Once the English pianist Harold Bauer gave a concert in San Francisco, and an F-sharp got stuck just after he’d begun his last piece.  He struggled with the note, trying to disguise that from the audience, trying to keep it from ruining the piece, trying to get through.  When he came offstage, his manager said to him, “Harold, I’ve listened to you up and down the world for twenty years, and that last piece was the most moving performance I have ever heard.”  Which means that audiences are rarely on the same wavelength as performers.  In fact, two very different things are going on at once.  The musician is wondering how to get from the second eight bars into the bridge, and the audience is in pursuit of emotional energy.  The musician is struggling, and the audience is making up dreamlike opinions about the music that may have nothing at all to do with what the musician is thinking or doing musically.  If audiences knew what humdrum, daylight things most musicians think when they play, they’d probably never come. 
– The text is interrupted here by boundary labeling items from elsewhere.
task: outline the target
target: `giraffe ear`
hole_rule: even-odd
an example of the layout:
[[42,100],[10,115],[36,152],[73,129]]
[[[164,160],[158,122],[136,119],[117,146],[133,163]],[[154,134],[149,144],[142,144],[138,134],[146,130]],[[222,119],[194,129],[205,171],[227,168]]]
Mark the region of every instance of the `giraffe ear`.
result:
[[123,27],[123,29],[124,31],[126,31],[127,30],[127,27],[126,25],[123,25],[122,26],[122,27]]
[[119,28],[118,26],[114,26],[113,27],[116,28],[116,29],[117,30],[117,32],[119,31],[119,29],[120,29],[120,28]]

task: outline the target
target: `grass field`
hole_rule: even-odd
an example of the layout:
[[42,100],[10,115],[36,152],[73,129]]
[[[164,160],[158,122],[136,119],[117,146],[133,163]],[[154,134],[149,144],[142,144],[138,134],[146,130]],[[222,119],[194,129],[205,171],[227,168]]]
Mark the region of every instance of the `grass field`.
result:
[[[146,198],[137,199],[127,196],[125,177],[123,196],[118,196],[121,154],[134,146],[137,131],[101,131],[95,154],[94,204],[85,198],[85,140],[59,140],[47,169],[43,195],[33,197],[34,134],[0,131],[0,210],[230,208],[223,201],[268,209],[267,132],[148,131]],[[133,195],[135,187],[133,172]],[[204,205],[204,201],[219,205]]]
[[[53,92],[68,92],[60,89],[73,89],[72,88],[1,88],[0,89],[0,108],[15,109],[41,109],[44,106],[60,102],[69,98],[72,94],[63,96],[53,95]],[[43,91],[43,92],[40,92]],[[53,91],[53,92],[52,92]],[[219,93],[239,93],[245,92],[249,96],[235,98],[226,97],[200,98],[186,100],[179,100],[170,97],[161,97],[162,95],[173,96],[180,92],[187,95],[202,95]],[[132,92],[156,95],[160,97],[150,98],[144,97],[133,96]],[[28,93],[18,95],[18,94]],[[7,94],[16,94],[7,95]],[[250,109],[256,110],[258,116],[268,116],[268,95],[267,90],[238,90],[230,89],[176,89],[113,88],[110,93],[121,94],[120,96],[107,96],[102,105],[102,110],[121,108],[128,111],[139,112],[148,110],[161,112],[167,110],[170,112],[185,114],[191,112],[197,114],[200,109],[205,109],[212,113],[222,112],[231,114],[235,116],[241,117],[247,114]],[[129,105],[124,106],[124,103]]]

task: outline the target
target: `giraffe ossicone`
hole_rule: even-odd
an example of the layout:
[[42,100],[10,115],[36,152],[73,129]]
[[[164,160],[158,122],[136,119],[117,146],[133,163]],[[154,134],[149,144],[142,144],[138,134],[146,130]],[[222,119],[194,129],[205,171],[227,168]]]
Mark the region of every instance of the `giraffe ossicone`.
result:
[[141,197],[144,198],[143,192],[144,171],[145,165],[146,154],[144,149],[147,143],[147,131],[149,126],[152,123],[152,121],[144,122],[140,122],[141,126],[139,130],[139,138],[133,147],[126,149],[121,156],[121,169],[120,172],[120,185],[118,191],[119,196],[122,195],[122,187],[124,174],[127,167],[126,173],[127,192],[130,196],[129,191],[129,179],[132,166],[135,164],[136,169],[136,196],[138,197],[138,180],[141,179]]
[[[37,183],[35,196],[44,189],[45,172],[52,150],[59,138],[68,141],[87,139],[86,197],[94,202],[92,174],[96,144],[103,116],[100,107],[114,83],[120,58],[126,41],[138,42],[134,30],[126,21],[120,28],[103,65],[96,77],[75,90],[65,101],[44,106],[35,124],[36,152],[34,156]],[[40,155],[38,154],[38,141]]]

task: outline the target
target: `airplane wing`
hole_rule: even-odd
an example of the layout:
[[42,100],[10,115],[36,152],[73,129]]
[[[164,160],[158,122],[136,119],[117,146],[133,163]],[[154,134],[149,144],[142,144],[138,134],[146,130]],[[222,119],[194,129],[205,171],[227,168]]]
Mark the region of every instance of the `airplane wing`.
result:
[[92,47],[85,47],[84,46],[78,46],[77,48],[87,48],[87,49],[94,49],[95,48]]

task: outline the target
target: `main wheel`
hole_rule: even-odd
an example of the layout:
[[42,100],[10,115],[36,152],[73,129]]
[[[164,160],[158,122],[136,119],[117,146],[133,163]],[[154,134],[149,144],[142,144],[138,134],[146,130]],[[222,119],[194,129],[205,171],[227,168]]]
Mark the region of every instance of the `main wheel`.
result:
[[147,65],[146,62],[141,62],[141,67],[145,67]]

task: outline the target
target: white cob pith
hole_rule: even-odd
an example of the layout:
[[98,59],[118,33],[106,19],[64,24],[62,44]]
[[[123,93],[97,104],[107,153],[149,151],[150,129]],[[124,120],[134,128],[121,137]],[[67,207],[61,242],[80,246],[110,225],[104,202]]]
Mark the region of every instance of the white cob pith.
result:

— told to Whitney Balliett, “Easier Than Working,” American Musicians 312-13.

The Dear Departed Days:

December 1946, Jimmy Ryan’s, New York City: Ed Phyfe (drums), John Glasel (tpt); Bob Wilber, Wellstood, Charlie Traeger (bass).  Photograph by William P. Gottlieb.



  1. I am a huge fan of Dick Wellstood. Have several of his CDs and play them often. He had a style of his own, and I loved it! If there is Jazz in Heaven, you can bet Dick will be at the piano!

  2. When the “kids” in Westchester County were struggling to learn jazz in the ’40s, Dick was not only the most accomplished of all, but the most generous to the lesser of us, with his knowlege and help. When I first played his staggering version of Giant Steps for my piano playing buddy, Jerry Noble, he was absolutely stunned. The sheer magic of his mastery was matched with a gentle manner and a quiet wit that masked a brilliant mind. He truly reached musical greatness.

  3. That is very true. As a performer, I have often wondered what people are thinking while I am terrified of playing on that broken key held together only by sticky notes.

  4. I stumbled joyfully on this picture while looking for recent evidence of Ed Phyfe, the fine drummer from Larchmont who played with many of the jazz greats around Washington, DC for many years. I was delighted to see a picture of The Scarsdale lad,Bob Wilber, immensely gifted on clarinet and soprano sax and was disappointed not to see the Strong brothers (trombone and drums and not playing here). Johnny Glazel was there -an amazing talent at his young age of 14. I was sad not to find Eddy Hubbel the trombonist who was an important member of that group. Ollie Balf (cornet) and I (clarinet ) from Rye met Charlie Treager and Dick Wellstood at a jam session at the Greenwich YMCA (1944?). At the time, Dick was the least talented of the group – but my, did he blossom. His idol at the time was Willie the Lion Smith. Many years later, Ollie and his wife went to hear Wellstood at a bar in Manhattan. Ollie asked Dick to stop at the table for a drink at intermission and Dick sent back a note asking “Ollie Balf the cornet player?” Ollie could not have been more pleased.

    The 1940s in Westchester were a very special time and the photo of the group at Ryan’s refreshed the memories.